Ask Open-Ended & Goal Oriented Questions
When you’re asking questions during an interview, don’t be afraid to ask open-ended questions that take some explaining. You want to challenge the candidate in a fair way, so they can really show their ability to communicate. In general, most interviews require a certain amount of generic questions that require rather short answers. You don’t want to limit the interview to just those. Be sure to ask questions that highlight the candidate’s personal goals, and what their goals would be should they move forward with your company. Let them explain what they’re trying to accomplish, and where they see themselves in the future.

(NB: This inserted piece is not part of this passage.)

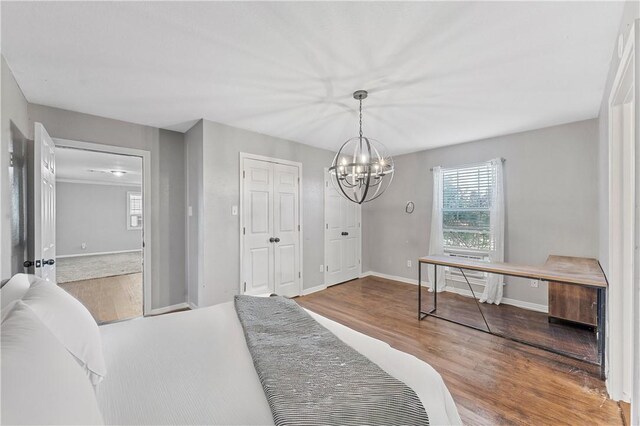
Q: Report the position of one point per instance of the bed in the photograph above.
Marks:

Let the Candidate Have Some Control
An interview shouldn’t be limited to you asking all of the questions. Give the candidate the opportunity to have some control by leaving the floor open for their questions. If they are focused on the company, job position, and their personal goals, they will likely have some questions for you as well. Letting the candidate bring some questions to the table gives you the opportunity to gauge their interest, and see what their thoughts are regarding the position.
Interviews should have a healthy balance between typical structured questions, and an opportunity for conversation and open-ended answers. Use these tips to provide the best interview experience possible.